From Japan's Asahi Shimbun:
South Korean President Park Geun-hye asked China to build a memorial of Korean activist An Jung-geun [editor: "Revised Romanization spelling of An Chunggŭn], who assassinated Japan’s first prime minister on Oct. 26, 1909.I know that my crusade — to curtail the near deification of this assassin who provided Japanese Imperial expansionists the excuse to annex Korea — will probably never succeed, but the last thing I want to see is for it to be a cause for bringing Chinese and South Korea together. (You can read more about my admittedly controversial views here, here, here, or even here.)
Park’s request for the An memorial in Harbin, Heilongjiang province, was made over lunch with Chinese President Xi Jinping on June 28.
An killed Ito Hirobumi at Harbin station. He is considered a national hero in South Korea because he symbolizes the resistance to Japan’s 1910-45 colonial rule of the Korean Peninsula.
“I hope you will install such a memorial at Harbin station because he is a historical figure respected by the peoples of South Korea and China,” Park told Xi, according to a source in the South Korean president’s office.
Park also asked Xi to make China’s historical records available for viewing.

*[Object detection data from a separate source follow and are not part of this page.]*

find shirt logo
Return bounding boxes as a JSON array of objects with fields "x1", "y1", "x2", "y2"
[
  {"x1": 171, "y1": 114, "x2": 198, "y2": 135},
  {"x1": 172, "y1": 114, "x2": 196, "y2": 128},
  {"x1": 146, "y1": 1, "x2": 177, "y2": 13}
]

Xi reportedly said he would instruct the relevant agencies to consider the matter.
Park’s proposal came after criticism erupted in South Korea over Prime Minister Shinzo Abe’s assertion that there is no clear definition of military aggression. The Japanese leader made that remark in the Diet during discussion on statements of apology for Japan’s military past.
In a May meeting with U.S. President Barack Obama, Park brought up the historical recognition issue and singled out Japan as a nation that had to face its past in the proper manner.
With the increase of anti-Japanese sentiment in South Korea, Park may also be trying to distance herself from her father, the late former President Park Chung-hee, who was considered pro-Japanese.